Now you might ask, why didn’t we win it the third time? I probably didn’t do as good a job of coming up with those words, or someone else did a better job of coming up with their words and talent than I did. It’s interesting, what the human mind can do.
How do you help the kids get over that kind of defeat? When they’re so close, it must be devastating.
Mike Krzyzewski: Each group and each youngster is different. As a leader or coach, you get to know what they need.
In 1989, I remember, we lost in Seattle to Seton Hall. After the ball game, we came back to my suite where we meet. It was the last time our group of people were going to be together. That’s the last game. But there were other kids who were coming back. I said, “Instead of going home, we’re going to stay through the National Championship game, because we’re eventually going to win a National Championship.” Sometimes in a defeat, you can set the stage for future victory. I wanted them to feel good about what they had accomplished. Not to like losing, but to like the success that they had. And then to go on, maybe, to put them in a position where they might be able to. I try to do that, and now I’m teaching it in game situations. In November, I might do a thing where it’s an end-of-game situation: “Well, this is what we’re going to do, fellas, in the Final Four.” Little things like that throughout the year create a championship mindset.

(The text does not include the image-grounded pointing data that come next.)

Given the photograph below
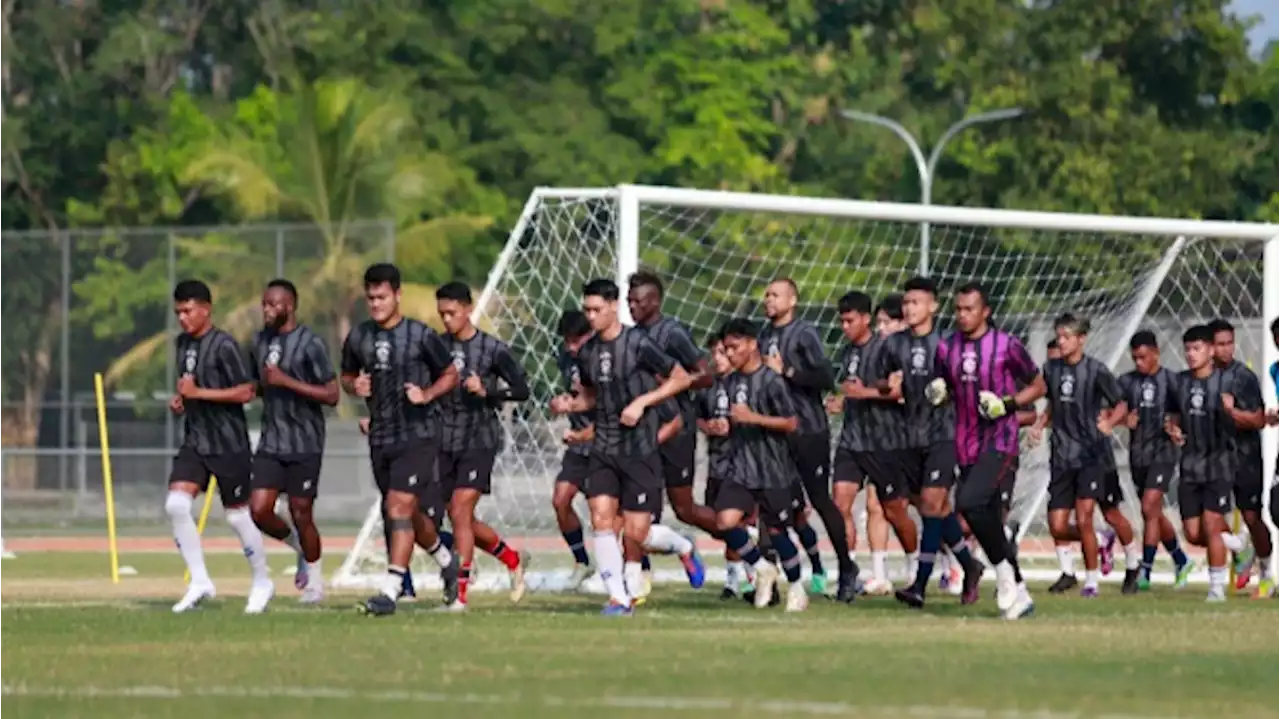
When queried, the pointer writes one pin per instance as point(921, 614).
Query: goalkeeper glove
point(991, 406)
point(936, 392)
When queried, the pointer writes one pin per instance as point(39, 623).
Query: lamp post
point(926, 166)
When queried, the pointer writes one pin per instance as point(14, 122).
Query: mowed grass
point(73, 645)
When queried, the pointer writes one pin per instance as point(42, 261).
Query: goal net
point(716, 251)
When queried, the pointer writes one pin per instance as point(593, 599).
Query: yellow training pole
point(204, 516)
point(106, 477)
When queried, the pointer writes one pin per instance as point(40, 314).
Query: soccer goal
point(716, 252)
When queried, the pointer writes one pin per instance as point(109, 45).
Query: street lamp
point(923, 166)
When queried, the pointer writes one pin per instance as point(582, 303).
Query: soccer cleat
point(766, 582)
point(517, 577)
point(798, 599)
point(1130, 581)
point(694, 568)
point(195, 595)
point(1107, 550)
point(378, 605)
point(1064, 584)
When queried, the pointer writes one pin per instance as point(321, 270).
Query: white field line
point(656, 703)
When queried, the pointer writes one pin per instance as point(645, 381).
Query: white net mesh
point(716, 264)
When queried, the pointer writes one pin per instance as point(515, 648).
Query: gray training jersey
point(215, 361)
point(291, 422)
point(760, 458)
point(471, 421)
point(410, 352)
point(1077, 394)
point(807, 370)
point(620, 370)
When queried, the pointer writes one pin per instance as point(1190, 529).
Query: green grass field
point(73, 645)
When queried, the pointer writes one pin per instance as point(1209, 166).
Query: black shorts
point(1100, 484)
point(410, 467)
point(677, 459)
point(987, 481)
point(1153, 477)
point(1197, 498)
point(634, 481)
point(775, 504)
point(466, 470)
point(574, 470)
point(234, 472)
point(296, 475)
point(1248, 484)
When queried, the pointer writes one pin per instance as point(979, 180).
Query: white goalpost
point(716, 251)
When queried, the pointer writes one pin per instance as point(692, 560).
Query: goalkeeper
point(979, 370)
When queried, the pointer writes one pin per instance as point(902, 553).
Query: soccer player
point(792, 348)
point(1200, 422)
point(213, 389)
point(401, 367)
point(471, 434)
point(760, 468)
point(1152, 456)
point(929, 462)
point(1248, 413)
point(981, 369)
point(296, 379)
point(617, 369)
point(574, 330)
point(1086, 404)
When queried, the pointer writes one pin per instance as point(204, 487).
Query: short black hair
point(920, 283)
point(1198, 333)
point(1220, 325)
point(455, 291)
point(855, 301)
point(192, 291)
point(382, 273)
point(739, 326)
point(645, 278)
point(1143, 338)
point(976, 288)
point(574, 325)
point(891, 306)
point(602, 288)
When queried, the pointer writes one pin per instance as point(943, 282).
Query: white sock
point(1133, 555)
point(664, 540)
point(608, 557)
point(878, 569)
point(251, 540)
point(1066, 559)
point(177, 505)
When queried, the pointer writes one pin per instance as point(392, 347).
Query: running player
point(1086, 404)
point(296, 380)
point(1201, 425)
point(617, 369)
point(760, 467)
point(401, 367)
point(929, 461)
point(981, 369)
point(213, 390)
point(471, 436)
point(1249, 417)
point(571, 481)
point(792, 348)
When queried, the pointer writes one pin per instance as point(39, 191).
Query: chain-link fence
point(78, 302)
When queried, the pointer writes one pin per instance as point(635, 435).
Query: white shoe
point(798, 599)
point(517, 578)
point(195, 595)
point(766, 581)
point(259, 595)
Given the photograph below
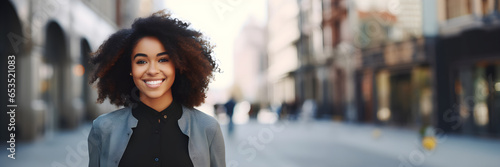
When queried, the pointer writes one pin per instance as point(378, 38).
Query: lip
point(153, 83)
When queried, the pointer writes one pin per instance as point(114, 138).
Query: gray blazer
point(111, 132)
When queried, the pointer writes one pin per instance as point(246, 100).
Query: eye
point(140, 62)
point(163, 60)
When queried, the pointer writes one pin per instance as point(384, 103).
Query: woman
point(158, 70)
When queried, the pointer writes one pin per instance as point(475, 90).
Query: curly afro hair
point(190, 52)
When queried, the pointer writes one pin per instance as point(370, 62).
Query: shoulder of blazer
point(194, 117)
point(108, 120)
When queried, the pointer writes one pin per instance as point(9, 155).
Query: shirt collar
point(143, 111)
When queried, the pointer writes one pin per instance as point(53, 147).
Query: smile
point(154, 83)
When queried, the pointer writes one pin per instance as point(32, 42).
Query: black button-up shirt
point(157, 140)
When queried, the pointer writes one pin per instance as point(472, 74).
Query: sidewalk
point(326, 143)
point(62, 149)
point(293, 144)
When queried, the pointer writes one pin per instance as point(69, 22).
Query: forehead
point(148, 44)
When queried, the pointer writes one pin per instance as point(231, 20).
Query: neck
point(159, 104)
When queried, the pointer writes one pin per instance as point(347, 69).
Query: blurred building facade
point(407, 63)
point(282, 52)
point(426, 63)
point(52, 41)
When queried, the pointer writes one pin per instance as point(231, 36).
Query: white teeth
point(154, 82)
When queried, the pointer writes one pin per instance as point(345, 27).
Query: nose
point(153, 69)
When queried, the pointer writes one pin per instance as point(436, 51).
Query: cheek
point(137, 71)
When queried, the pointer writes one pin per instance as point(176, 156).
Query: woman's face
point(152, 69)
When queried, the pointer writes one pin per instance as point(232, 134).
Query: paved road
point(329, 144)
point(294, 144)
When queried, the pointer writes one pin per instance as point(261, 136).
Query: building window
point(457, 8)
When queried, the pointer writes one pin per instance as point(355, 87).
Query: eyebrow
point(144, 55)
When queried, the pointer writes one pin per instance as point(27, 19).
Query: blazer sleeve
point(217, 149)
point(94, 146)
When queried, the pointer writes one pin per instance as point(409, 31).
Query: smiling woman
point(159, 70)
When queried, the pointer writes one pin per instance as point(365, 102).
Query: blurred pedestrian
point(230, 112)
point(158, 69)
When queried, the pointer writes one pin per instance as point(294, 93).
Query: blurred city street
point(306, 83)
point(295, 144)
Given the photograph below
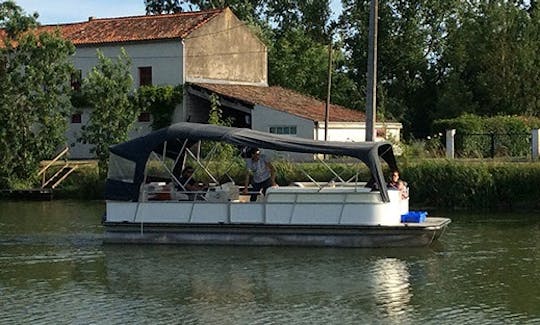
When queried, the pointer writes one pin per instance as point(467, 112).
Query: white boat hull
point(403, 235)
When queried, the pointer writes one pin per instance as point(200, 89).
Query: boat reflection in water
point(211, 285)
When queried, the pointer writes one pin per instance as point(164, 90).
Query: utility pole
point(371, 100)
point(328, 91)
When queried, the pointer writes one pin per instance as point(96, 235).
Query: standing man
point(264, 174)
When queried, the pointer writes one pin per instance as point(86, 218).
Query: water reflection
point(312, 282)
point(54, 269)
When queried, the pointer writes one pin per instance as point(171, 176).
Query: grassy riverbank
point(436, 183)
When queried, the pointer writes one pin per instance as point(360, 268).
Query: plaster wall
point(224, 50)
point(165, 58)
point(354, 131)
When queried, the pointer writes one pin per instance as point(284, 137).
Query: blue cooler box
point(414, 217)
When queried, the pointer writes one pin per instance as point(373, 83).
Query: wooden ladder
point(60, 175)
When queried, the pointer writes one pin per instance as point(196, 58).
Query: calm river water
point(55, 270)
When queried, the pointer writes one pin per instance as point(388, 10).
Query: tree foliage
point(107, 89)
point(34, 95)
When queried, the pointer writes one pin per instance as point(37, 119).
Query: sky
point(65, 11)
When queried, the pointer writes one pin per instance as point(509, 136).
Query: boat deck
point(402, 235)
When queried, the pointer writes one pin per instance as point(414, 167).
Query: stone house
point(209, 52)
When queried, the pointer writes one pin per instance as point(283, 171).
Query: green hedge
point(511, 134)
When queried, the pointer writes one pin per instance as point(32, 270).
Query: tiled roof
point(134, 28)
point(285, 100)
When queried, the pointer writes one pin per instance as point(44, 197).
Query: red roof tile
point(134, 28)
point(285, 100)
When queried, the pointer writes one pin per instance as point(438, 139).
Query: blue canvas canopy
point(137, 151)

I have a rule on my team: when we talk to one another, we look each other right in the eye, because I think it’s tough to lie to somebody. You give respect to somebody. “It’s you that I’m talking to right now.” As a result, I know that there are going to be times on that bench where there’s two seconds to go, or where a kid’s having a bad game, and I’ve got to say, “Look, you’re playing horribly, but you’re not horrible. So get your head going,” or whatever words I might use. “I believe in you.” I might not even say it that way. It might be two seconds, and we have to connect. If we haven’t done the work beforehand, you can’t wait ’til those two seconds to do it. I speak to a lot of groups, and with business groups, a lot of them ask about crisis management. “What do you do with crisis management?” Well, the main thing that you do with crisis management is trust one another. Well how do you get that? Wow, it takes a while. But being honest with one another is the very first and most important step. That’s where teamwork comes in. If you have talent with teamwork, you’ve got a chance to be a championship-level team.